Larry Flynt: The Right to Be Left Alone (DVD Review)21 Sep, 2008 By: Holly J. Wagner
It’d be easy to do a salacious tell-all documentary about Hustler publisher Larry Flynt. After all, he did pioneer the gratuitous beaver shot in skin mags.
But that’s not all he pioneered, and the less obvious aspects of his career are the focus of this documentary. To paraphrase one of the Founding Fathers, you may not like what Flynt publishes, but you should be glad he’s defending to near-death the right to publish it.
Besides, the political cartoons and articles that have drawn so much fire over the years almost make it true when someone says they read it for the articles. Who else puts up money to hold politicians to the standards they like to impose on others?
Pornography has been at the leading edge of the publishing industry since French postcards, and this film makes it clear why. People will spend money on it, and that puts folks such as Flynt in a financial position to defend it, when necessary.

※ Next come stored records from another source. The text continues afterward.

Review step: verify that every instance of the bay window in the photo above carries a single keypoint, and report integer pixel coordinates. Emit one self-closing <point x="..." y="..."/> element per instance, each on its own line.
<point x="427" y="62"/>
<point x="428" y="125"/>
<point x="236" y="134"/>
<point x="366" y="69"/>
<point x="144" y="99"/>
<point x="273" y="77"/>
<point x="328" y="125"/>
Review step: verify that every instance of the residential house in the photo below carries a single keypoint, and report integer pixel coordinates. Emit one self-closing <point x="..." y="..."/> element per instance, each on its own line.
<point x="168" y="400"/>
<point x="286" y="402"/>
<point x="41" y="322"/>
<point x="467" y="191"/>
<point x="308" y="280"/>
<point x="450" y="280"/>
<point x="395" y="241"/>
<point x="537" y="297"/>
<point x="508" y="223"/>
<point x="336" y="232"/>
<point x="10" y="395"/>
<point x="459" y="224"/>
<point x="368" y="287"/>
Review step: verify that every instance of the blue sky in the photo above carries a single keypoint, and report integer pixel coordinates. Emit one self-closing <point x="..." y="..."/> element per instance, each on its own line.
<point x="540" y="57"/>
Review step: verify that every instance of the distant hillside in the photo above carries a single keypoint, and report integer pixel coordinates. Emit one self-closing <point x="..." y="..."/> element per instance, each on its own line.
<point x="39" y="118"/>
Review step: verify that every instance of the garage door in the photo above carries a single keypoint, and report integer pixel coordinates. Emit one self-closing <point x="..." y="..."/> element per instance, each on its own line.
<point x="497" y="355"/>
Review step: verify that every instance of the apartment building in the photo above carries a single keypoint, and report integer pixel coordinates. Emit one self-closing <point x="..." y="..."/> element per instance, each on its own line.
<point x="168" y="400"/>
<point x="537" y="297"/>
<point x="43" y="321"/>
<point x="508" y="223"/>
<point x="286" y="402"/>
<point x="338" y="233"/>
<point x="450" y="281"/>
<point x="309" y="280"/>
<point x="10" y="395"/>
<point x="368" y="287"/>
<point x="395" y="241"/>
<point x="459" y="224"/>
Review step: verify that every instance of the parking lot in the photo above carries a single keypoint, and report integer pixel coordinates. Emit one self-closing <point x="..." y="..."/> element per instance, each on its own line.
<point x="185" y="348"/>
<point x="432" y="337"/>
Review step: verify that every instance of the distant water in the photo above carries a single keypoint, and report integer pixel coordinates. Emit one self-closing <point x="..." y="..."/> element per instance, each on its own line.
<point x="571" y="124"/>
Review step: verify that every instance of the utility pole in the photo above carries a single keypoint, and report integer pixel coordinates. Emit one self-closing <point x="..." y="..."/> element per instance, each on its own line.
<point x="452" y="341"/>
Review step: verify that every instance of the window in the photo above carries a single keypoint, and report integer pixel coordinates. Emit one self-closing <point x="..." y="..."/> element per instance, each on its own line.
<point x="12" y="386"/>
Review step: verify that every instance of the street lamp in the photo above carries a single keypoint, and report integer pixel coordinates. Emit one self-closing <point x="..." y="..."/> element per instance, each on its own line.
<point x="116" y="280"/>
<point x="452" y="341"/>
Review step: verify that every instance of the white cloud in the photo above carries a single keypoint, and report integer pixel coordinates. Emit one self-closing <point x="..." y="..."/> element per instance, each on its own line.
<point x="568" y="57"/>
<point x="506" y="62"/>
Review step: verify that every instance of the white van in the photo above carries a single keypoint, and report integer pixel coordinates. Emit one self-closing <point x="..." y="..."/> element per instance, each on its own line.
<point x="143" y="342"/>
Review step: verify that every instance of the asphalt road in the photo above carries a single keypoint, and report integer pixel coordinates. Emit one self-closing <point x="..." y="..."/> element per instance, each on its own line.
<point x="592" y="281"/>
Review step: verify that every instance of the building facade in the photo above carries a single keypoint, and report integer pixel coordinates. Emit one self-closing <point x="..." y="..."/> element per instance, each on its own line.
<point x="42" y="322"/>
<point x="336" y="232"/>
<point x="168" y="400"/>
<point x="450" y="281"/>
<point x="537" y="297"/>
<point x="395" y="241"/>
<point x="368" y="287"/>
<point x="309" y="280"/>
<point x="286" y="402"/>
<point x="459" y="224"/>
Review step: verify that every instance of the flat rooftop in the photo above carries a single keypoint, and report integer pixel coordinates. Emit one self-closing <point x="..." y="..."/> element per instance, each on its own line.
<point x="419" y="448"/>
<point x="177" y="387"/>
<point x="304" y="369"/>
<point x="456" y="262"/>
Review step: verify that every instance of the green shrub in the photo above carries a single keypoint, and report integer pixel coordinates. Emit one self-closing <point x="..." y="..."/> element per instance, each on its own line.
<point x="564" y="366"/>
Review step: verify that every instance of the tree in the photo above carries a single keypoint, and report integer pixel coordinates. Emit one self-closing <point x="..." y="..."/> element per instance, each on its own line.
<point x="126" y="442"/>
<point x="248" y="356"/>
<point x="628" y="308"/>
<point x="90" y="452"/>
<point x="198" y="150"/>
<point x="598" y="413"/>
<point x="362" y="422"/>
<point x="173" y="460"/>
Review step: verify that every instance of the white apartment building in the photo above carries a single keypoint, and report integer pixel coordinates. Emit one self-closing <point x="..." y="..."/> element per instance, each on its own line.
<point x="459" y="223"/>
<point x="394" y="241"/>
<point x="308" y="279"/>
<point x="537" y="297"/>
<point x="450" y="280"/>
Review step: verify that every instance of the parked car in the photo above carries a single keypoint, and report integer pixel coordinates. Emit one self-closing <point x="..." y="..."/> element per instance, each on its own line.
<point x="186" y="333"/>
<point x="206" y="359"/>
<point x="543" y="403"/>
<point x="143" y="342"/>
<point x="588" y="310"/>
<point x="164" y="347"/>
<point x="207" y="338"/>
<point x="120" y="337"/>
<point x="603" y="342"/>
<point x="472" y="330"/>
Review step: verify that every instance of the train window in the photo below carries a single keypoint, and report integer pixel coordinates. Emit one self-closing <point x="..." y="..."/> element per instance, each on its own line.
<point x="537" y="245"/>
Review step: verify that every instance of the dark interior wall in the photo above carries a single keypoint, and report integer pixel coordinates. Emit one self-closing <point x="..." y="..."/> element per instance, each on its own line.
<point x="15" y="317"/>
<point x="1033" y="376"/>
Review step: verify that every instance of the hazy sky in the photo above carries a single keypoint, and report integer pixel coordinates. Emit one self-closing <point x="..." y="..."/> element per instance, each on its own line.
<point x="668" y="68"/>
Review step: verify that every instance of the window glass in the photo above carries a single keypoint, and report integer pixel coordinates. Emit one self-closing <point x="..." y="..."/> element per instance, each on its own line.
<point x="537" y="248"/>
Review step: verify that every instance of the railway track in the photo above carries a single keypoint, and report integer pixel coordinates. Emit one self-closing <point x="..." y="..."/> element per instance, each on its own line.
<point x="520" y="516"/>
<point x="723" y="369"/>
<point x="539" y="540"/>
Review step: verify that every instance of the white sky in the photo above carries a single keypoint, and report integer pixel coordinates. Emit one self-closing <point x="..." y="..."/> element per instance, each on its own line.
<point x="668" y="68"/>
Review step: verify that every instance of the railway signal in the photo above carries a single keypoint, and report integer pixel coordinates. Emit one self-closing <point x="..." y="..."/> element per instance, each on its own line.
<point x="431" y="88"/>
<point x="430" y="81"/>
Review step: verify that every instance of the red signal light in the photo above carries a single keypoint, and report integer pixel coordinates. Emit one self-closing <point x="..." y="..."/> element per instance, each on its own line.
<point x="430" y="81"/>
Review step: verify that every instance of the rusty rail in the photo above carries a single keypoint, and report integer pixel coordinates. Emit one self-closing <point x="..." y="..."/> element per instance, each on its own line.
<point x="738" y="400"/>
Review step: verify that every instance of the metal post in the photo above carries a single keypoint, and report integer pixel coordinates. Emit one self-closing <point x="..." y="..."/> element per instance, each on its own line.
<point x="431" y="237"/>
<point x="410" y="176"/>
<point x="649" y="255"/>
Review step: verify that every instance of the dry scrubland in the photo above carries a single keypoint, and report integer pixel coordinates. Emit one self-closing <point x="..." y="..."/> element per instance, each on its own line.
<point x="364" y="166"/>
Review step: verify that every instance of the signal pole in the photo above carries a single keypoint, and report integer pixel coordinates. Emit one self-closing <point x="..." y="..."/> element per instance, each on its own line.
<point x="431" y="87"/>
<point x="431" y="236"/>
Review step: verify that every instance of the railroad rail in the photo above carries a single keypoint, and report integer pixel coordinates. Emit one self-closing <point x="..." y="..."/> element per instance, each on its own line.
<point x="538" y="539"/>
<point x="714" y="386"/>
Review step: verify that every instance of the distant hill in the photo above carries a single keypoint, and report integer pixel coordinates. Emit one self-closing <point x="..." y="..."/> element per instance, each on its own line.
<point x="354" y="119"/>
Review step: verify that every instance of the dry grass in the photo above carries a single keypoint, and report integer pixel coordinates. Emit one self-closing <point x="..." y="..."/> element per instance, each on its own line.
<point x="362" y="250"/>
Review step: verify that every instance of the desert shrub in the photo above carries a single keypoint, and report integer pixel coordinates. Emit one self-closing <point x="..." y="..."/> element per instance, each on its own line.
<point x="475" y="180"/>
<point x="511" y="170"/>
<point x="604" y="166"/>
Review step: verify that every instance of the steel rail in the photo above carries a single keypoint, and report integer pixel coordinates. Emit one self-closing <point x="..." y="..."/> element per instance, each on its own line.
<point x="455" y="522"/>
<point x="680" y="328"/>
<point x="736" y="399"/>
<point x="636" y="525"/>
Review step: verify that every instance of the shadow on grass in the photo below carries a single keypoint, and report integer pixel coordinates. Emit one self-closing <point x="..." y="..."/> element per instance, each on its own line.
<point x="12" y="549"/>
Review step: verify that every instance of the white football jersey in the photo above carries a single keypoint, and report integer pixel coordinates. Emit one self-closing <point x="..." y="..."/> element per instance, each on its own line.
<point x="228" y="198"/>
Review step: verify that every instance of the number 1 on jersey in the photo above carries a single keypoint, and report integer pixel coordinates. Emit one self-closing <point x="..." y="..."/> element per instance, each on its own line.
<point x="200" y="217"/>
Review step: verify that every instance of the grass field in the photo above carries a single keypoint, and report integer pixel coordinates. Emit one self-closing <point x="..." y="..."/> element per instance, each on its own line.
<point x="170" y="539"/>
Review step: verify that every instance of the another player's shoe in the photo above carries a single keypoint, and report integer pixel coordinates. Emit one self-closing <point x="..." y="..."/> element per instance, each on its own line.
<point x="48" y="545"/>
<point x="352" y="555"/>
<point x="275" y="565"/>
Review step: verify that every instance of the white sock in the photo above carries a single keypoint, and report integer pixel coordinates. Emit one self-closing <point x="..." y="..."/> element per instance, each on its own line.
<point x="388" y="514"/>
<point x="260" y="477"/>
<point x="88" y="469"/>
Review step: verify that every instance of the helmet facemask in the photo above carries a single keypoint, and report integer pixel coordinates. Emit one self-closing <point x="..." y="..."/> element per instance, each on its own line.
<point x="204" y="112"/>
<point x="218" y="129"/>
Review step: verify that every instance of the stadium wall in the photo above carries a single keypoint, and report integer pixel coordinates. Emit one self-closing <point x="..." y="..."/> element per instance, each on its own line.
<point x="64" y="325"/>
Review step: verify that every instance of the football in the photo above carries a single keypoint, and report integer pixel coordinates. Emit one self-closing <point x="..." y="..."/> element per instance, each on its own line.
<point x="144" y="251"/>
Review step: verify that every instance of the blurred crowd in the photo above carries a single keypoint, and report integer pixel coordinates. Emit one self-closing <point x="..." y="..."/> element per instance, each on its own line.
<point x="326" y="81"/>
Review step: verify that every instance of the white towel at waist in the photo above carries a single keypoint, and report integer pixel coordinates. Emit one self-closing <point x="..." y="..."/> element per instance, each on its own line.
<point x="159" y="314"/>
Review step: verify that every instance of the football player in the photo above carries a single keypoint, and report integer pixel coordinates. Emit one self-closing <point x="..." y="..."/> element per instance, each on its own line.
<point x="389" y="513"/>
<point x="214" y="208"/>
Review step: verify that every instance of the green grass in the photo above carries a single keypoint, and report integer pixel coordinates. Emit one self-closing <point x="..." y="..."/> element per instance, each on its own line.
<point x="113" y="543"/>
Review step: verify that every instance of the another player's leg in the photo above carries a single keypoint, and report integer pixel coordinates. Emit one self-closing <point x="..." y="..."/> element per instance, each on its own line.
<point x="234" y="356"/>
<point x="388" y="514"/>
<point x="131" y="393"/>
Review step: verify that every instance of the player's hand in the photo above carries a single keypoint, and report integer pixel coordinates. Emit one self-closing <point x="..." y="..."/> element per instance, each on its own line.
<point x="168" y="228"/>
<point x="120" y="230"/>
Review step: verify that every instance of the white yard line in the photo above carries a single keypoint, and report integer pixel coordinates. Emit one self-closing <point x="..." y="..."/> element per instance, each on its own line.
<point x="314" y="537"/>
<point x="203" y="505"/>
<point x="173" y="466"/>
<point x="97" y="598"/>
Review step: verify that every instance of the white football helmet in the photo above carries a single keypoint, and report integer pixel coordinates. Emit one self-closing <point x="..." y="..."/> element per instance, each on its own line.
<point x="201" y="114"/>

About two-thirds of the way into the film, we start to hear Flynt’s biting criticism if the Bush administration, but that is tempered with accounts of what it takes for reporters 50 years after Vietnam to get actual battlefield footage. It’s been locked down, tightly controlled, embedded. It took years just to get the right to print photos of flag-draped coffins coming back from Iraq. We have Larry Flynt and his ilk to thank for that in an era of corporate media.
The video industry has long understood how it’s benefited from Flynt’s First Amendment battles. He was a panelist at the Home Entertainment Expo in 2002 as well as on the leadoff panel at the 2004 AVN show.
But this retrospective of Flynt’s court battles may establish his redeeming social value with people who aren’t familiar with his continuing struggle to keep the press free. It’s about so much more than porn.